We really needed to come up with a djinn detector. Something that would tell us exactly where it was, so we could go after it. Because that sounded like a good idea.
Jules shook his head. “All the evidence suggests that this thing is tied to you and has been watching you. It won’t stop now.”
“Since when did you know so much about it? I thought you were the rationalist in the bunch,” I grumbled, unfairly. He was only trying to help.
“Even magic follows rules,” he said.
This was true. Vampires burned in sunlight, silver was poison to lycanthropes, and the right spells controlled a demon like this djinn. All that was fact. Rational. Just a whole different kind of rational.

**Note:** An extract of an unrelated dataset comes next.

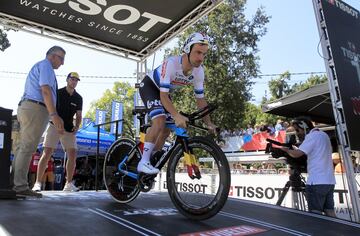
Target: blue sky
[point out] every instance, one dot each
(290, 44)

“Right,” Tina said, brushing her hands on her jeans. “Let’s get started.”
She retrieved a box from a bag shoved in the corner: the Ouija board again. I wasn’t sure I was ready to call this part of the plan rational. She set it up on the floor inside the open front door, within sight of the gap in the protective circle. Sitting cross-legged before it, she gestured me to join her. We sat with the board between us.
Ben stalked menacingly behind us, fire extinguisher in hand.
Tina rubbed her hands before setting her fingers on the planchette. I didn’t want to touch it. I knew I’d feel some kind of spark, an electric shock, and I wasn’t sure I could handle it.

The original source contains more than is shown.